In addition, the electrical connector(s) shall be within defined tolerance to IEC 62952-2 or IEC 62952-3 (which is expected to pull heavily on the 90% completed, but never published ISA 100.18 document), in order to ensure required interchangeability. Special protections against environmental impacts such as corrosion, humidity and how to perform power source replacement in a hazardous environment will also be included in the connector specifications.
The interface specifications include measures to ensure the correct connection (i.e., polarity) of the power module. Connectors between the power module and the device are likely to be classified into the three categories as defined in the ISA100.18 document as ‘fixed and sealed,' terminal blocks (flying lead) or a pin connector, such as an M12 interface with defined connections, such as ground, power/positive, sense, etc., for each pin.
In addition to the above, IEC 62952-1 also includes minimum requirements for the power module with respect to the surrounding environment, including continuing to operate in an ambient temperature range between -40 °C to +85 °C with rate of temperature change of 0.5 °C / min. In addition, the power module shall be usable for temperature class T4 (<135 oC surface temperature) at ambient temperature of +60 °C and class T3 (<200 oC surface temperature) at ambient temperature of +80 °C.

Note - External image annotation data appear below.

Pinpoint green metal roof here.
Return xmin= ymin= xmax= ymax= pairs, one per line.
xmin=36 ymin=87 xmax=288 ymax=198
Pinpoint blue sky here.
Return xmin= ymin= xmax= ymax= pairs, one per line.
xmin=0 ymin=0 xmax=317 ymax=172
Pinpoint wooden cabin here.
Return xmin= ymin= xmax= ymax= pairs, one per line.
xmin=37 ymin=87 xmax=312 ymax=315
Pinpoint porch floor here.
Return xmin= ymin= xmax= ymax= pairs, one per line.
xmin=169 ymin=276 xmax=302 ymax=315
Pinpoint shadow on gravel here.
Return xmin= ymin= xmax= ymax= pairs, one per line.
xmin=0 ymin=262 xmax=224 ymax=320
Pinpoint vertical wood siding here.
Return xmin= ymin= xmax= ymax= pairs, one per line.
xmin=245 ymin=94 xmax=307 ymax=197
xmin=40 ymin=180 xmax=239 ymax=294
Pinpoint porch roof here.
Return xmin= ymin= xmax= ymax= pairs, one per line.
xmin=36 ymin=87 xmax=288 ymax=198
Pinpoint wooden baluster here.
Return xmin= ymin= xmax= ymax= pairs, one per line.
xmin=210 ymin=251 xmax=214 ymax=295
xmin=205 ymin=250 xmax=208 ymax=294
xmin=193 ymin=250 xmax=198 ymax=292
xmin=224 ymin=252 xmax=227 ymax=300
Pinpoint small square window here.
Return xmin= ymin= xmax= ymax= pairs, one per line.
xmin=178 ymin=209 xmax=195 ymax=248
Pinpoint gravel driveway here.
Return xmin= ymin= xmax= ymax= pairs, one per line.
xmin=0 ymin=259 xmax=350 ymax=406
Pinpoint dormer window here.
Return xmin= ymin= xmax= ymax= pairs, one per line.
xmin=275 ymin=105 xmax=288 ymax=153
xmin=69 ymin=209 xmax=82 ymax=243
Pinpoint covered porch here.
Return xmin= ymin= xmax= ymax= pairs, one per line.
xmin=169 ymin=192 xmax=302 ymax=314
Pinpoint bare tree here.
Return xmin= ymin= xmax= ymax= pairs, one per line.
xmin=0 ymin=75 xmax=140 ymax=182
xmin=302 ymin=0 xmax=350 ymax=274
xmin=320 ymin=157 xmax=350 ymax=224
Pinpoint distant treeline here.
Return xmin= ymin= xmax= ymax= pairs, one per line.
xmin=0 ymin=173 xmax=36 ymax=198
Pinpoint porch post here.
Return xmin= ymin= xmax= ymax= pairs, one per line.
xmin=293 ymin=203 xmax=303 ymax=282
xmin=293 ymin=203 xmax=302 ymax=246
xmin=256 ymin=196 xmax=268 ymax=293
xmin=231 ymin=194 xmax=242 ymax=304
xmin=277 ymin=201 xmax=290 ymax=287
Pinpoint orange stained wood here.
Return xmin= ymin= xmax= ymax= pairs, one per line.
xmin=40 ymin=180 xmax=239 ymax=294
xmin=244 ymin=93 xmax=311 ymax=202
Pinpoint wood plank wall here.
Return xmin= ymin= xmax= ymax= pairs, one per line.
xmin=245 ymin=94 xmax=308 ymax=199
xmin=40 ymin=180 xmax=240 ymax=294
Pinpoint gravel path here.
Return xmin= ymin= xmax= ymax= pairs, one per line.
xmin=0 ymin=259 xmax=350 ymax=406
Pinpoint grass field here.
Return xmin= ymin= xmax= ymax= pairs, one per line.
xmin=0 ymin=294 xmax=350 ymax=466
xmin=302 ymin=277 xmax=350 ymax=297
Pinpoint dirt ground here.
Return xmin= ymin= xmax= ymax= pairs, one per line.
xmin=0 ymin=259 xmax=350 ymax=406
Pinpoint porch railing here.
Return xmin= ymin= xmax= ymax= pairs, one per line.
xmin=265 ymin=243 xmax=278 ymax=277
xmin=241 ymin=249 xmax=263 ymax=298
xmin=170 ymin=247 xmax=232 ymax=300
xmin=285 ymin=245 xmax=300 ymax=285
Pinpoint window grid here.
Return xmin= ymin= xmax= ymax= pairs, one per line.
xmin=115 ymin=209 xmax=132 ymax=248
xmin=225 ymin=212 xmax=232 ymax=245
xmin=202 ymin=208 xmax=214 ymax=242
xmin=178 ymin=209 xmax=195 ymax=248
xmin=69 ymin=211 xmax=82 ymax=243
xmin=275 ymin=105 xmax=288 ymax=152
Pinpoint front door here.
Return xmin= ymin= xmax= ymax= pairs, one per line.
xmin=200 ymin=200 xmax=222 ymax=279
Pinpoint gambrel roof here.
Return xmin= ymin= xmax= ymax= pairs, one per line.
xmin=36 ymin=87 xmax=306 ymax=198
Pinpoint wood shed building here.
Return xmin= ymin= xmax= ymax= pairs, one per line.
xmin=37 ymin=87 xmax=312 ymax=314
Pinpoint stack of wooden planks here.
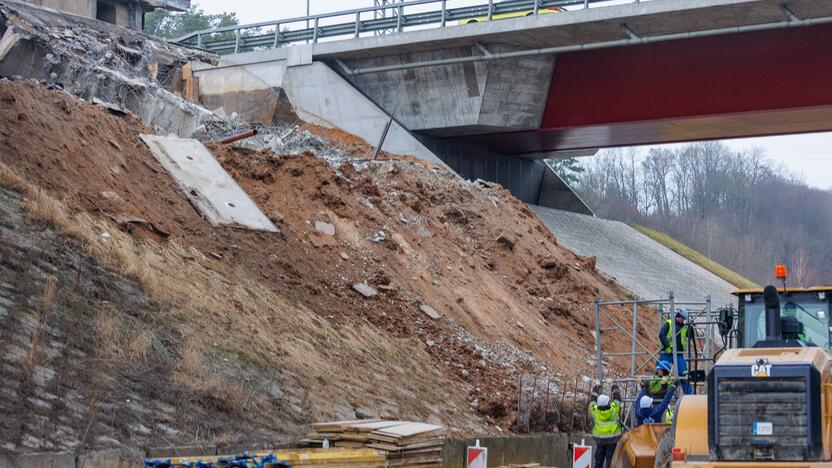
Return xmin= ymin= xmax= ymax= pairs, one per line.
xmin=305 ymin=419 xmax=446 ymax=468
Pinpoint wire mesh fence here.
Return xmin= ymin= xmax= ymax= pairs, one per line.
xmin=514 ymin=374 xmax=592 ymax=434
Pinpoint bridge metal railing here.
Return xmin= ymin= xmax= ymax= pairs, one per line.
xmin=174 ymin=0 xmax=649 ymax=53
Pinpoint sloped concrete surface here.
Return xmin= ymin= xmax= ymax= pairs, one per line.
xmin=141 ymin=135 xmax=277 ymax=232
xmin=530 ymin=205 xmax=735 ymax=307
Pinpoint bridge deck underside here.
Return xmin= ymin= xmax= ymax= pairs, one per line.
xmin=452 ymin=21 xmax=832 ymax=154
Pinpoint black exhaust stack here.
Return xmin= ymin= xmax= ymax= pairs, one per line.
xmin=754 ymin=286 xmax=804 ymax=348
xmin=763 ymin=285 xmax=783 ymax=342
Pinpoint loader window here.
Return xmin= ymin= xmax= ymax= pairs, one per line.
xmin=743 ymin=293 xmax=832 ymax=349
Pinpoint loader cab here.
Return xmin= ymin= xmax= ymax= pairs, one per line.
xmin=733 ymin=286 xmax=832 ymax=349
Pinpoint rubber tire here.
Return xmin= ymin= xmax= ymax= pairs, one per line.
xmin=653 ymin=429 xmax=673 ymax=468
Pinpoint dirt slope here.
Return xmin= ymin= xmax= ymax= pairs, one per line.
xmin=0 ymin=81 xmax=651 ymax=450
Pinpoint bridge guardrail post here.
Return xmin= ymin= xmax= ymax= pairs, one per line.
xmin=396 ymin=5 xmax=404 ymax=32
xmin=442 ymin=0 xmax=448 ymax=28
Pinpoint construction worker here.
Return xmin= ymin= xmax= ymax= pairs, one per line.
xmin=644 ymin=361 xmax=671 ymax=399
xmin=636 ymin=385 xmax=676 ymax=427
xmin=659 ymin=309 xmax=691 ymax=394
xmin=589 ymin=385 xmax=623 ymax=468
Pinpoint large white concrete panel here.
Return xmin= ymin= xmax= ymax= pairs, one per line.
xmin=141 ymin=135 xmax=277 ymax=232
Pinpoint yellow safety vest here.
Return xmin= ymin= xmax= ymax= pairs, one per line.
xmin=589 ymin=401 xmax=623 ymax=438
xmin=664 ymin=319 xmax=688 ymax=354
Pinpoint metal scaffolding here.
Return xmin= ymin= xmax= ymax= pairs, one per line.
xmin=594 ymin=292 xmax=724 ymax=428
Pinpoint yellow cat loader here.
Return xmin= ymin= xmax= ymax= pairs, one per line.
xmin=619 ymin=278 xmax=832 ymax=468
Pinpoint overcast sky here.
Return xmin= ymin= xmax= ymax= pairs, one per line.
xmin=195 ymin=0 xmax=832 ymax=188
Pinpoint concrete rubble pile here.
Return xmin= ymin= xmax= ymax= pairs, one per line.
xmin=0 ymin=1 xmax=219 ymax=137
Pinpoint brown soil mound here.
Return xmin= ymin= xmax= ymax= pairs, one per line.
xmin=0 ymin=81 xmax=652 ymax=450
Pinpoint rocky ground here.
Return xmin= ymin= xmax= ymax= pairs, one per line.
xmin=0 ymin=75 xmax=651 ymax=451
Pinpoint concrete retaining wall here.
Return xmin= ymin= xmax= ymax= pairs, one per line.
xmin=0 ymin=450 xmax=144 ymax=468
xmin=531 ymin=206 xmax=735 ymax=307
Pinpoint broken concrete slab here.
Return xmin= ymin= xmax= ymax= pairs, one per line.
xmin=0 ymin=28 xmax=20 ymax=60
xmin=419 ymin=304 xmax=442 ymax=320
xmin=352 ymin=283 xmax=378 ymax=297
xmin=140 ymin=135 xmax=278 ymax=232
xmin=315 ymin=221 xmax=335 ymax=236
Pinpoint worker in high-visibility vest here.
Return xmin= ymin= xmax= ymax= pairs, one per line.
xmin=659 ymin=309 xmax=691 ymax=394
xmin=642 ymin=361 xmax=673 ymax=400
xmin=589 ymin=385 xmax=623 ymax=468
xmin=636 ymin=386 xmax=676 ymax=426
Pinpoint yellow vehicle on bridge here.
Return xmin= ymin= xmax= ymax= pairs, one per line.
xmin=459 ymin=7 xmax=564 ymax=24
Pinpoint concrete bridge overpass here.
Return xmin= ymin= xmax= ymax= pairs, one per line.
xmin=190 ymin=0 xmax=832 ymax=212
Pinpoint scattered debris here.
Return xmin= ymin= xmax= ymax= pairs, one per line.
xmin=419 ymin=304 xmax=442 ymax=320
xmin=315 ymin=221 xmax=335 ymax=236
xmin=352 ymin=283 xmax=378 ymax=297
xmin=495 ymin=234 xmax=514 ymax=250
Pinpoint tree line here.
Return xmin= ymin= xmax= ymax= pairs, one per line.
xmin=561 ymin=142 xmax=832 ymax=286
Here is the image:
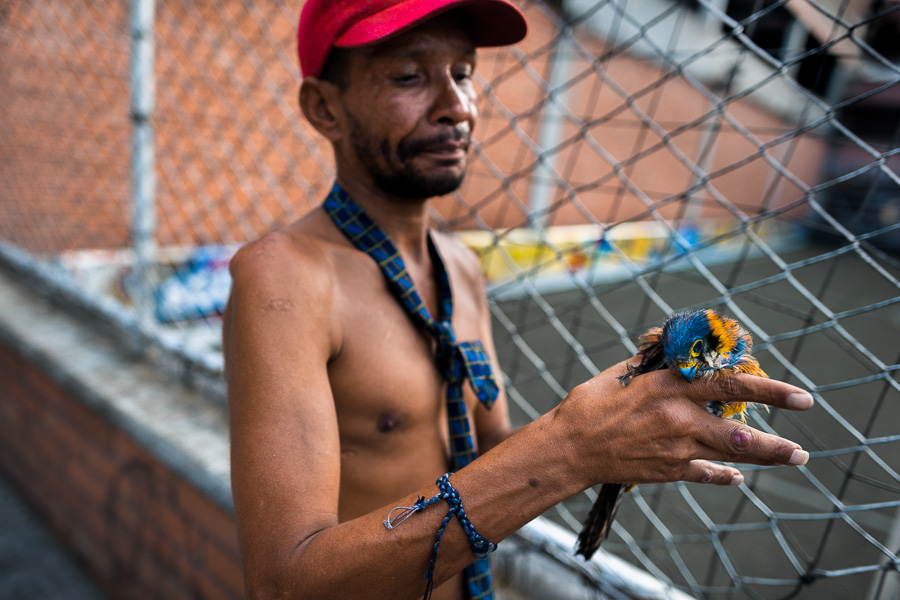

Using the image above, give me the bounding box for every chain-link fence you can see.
[0,0,900,600]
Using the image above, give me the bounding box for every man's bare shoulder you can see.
[230,209,342,292]
[431,230,484,289]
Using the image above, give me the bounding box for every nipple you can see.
[375,413,400,433]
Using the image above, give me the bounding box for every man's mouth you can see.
[398,129,469,161]
[419,142,469,160]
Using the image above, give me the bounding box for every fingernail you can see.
[785,392,813,410]
[788,450,809,465]
[731,429,750,450]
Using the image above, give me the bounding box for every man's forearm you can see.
[248,411,586,599]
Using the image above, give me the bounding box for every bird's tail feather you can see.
[575,483,634,560]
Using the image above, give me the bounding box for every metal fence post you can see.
[131,0,156,332]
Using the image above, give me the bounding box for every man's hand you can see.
[556,359,813,487]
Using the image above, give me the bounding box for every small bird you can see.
[576,309,768,560]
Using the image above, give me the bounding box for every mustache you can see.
[397,127,472,160]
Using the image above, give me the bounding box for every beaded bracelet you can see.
[384,473,497,599]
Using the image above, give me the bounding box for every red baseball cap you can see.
[297,0,528,77]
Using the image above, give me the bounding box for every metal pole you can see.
[131,0,156,332]
[528,27,574,229]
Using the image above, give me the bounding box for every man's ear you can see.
[299,77,343,143]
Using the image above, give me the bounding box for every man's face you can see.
[336,17,477,199]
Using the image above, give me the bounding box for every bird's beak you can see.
[678,362,697,383]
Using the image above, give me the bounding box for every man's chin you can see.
[378,174,463,200]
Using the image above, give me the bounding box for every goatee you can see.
[348,114,470,200]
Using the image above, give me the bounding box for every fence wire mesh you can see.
[0,0,900,600]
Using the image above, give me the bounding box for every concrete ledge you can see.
[0,271,233,512]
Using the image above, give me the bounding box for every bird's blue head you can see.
[662,310,712,381]
[661,309,752,381]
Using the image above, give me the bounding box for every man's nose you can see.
[432,73,477,125]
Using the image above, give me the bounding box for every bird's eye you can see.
[691,340,703,357]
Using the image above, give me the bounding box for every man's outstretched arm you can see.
[224,233,808,599]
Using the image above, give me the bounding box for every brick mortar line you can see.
[0,271,234,514]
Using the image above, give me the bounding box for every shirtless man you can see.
[224,0,812,600]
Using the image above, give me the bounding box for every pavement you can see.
[0,474,107,600]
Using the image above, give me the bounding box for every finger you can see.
[681,460,744,485]
[700,415,809,466]
[690,373,813,410]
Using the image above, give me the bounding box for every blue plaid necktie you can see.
[324,184,499,600]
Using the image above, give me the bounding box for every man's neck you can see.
[338,177,429,260]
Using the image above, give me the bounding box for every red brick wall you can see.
[0,341,243,600]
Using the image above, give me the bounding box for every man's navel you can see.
[375,412,405,433]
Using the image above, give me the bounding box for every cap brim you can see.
[334,0,528,48]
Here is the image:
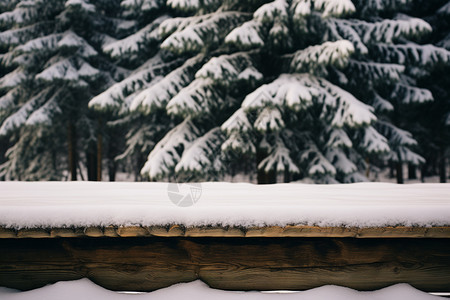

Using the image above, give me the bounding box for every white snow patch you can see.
[0,180,450,228]
[0,278,444,300]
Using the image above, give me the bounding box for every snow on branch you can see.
[253,106,285,132]
[25,88,64,125]
[300,142,336,177]
[167,0,222,12]
[258,137,300,173]
[221,131,256,155]
[291,40,355,73]
[167,78,220,116]
[355,0,412,15]
[58,30,98,58]
[372,93,394,111]
[325,18,369,54]
[225,20,264,49]
[65,0,96,13]
[325,147,358,175]
[0,67,26,88]
[391,83,434,104]
[15,33,62,52]
[0,88,50,136]
[120,0,166,11]
[253,0,289,22]
[0,1,38,25]
[36,57,100,81]
[361,126,391,153]
[175,127,223,173]
[130,54,204,113]
[375,121,417,147]
[438,2,450,15]
[314,0,356,17]
[242,74,320,110]
[352,15,432,44]
[103,15,169,58]
[292,0,355,18]
[374,43,450,66]
[89,55,165,110]
[318,78,376,127]
[326,127,353,148]
[141,118,199,179]
[195,52,263,85]
[0,22,47,46]
[160,12,246,54]
[387,146,425,166]
[221,107,252,133]
[0,87,20,110]
[349,60,405,81]
[242,74,376,127]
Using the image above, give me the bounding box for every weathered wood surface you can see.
[0,237,450,291]
[0,225,450,239]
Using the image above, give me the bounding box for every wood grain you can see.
[0,224,450,239]
[0,237,450,291]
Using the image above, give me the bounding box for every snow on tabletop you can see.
[0,182,450,228]
[0,279,445,300]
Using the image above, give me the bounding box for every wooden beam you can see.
[0,237,450,292]
[0,225,450,239]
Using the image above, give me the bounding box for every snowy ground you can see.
[0,279,444,300]
[0,182,450,228]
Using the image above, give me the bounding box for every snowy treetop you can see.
[0,182,450,228]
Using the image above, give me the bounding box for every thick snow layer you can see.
[0,279,444,300]
[0,182,450,228]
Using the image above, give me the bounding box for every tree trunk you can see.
[256,150,277,184]
[67,121,77,181]
[395,161,404,184]
[439,148,447,183]
[86,142,97,181]
[108,158,117,181]
[97,118,103,181]
[408,163,417,179]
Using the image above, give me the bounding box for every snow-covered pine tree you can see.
[120,0,448,182]
[89,0,184,180]
[401,0,450,182]
[332,1,450,182]
[0,0,118,180]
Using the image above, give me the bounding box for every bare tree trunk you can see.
[408,163,417,179]
[86,142,97,181]
[395,161,404,184]
[97,117,103,181]
[256,149,277,184]
[67,121,77,181]
[439,148,447,183]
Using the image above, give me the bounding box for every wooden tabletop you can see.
[0,225,450,238]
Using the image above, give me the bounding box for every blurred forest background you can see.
[0,0,450,183]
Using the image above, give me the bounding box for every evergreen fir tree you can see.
[0,0,118,180]
[118,0,448,183]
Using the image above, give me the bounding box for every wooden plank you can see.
[0,224,450,239]
[0,237,450,292]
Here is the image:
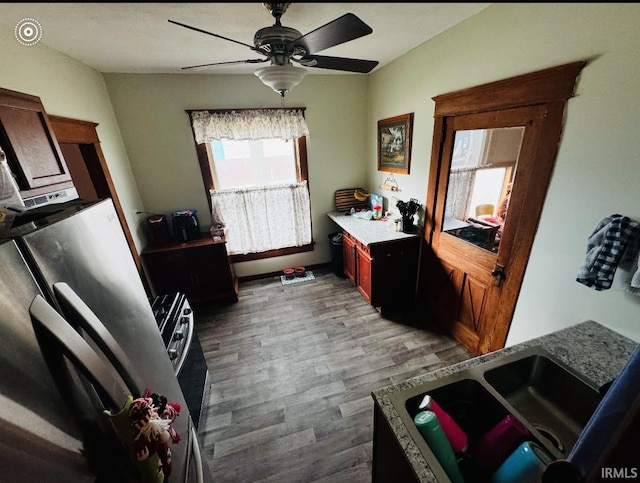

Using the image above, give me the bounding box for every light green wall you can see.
[104,74,367,277]
[0,3,640,345]
[367,3,640,345]
[0,24,145,249]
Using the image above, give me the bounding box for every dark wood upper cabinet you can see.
[0,89,73,198]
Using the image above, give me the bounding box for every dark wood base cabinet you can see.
[142,234,238,303]
[342,231,420,307]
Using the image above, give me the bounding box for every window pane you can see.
[211,139,297,188]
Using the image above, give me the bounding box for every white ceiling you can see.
[0,2,490,75]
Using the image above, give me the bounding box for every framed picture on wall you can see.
[378,113,413,174]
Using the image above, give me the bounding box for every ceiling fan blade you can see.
[182,59,269,70]
[287,13,373,53]
[292,55,378,74]
[169,20,256,50]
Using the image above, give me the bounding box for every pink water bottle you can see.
[418,394,469,453]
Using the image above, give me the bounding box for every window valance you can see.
[191,109,309,144]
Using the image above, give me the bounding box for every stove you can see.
[149,292,209,428]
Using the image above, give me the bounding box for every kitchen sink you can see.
[484,354,601,455]
[390,347,601,483]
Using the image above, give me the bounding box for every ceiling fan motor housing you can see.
[253,25,306,60]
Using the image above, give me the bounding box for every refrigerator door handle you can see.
[191,425,204,483]
[53,282,142,398]
[29,295,130,412]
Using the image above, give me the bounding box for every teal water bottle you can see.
[413,411,464,483]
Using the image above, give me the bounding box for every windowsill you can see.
[229,242,315,263]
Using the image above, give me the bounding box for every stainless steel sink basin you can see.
[390,347,601,483]
[484,354,601,455]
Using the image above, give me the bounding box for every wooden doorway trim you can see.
[418,61,586,354]
[48,115,146,287]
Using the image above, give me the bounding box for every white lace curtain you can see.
[211,181,312,255]
[191,109,309,144]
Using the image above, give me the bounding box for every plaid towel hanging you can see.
[576,215,640,290]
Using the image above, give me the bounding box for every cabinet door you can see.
[0,89,73,197]
[142,250,191,295]
[342,232,357,284]
[356,245,373,303]
[184,243,234,302]
[372,238,420,306]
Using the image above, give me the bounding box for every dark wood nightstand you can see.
[142,233,238,303]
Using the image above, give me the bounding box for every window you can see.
[187,109,313,261]
[209,139,298,189]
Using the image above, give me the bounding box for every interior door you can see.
[430,106,547,353]
[418,62,585,354]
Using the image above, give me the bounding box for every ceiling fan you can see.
[169,3,378,97]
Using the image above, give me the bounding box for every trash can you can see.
[329,232,345,277]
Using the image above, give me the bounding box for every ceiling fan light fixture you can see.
[254,64,307,97]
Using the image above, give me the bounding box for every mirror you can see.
[442,126,525,252]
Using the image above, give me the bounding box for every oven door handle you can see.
[176,312,195,375]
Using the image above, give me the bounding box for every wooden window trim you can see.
[185,107,315,262]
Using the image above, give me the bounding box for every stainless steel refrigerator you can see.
[0,199,210,483]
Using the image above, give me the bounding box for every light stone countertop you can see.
[371,321,638,483]
[327,211,420,245]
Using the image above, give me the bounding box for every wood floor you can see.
[194,269,471,483]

Though not yet complete, and likely to take some time because many manufacturers have invested in the form factor they are presently using and our penchant for backwards compatibility, the good news remains that wireless power sources will someday be standardized. Technology will also help, since improvements in power cell technology will make it possible to develop smaller form factor power sources compliant with the specifications that will be able to fit, including the adapters, within the space being used by the present power sources.
As you can see we might consider power sourcing to be a simple process – and it is, once we use standards to make it that way.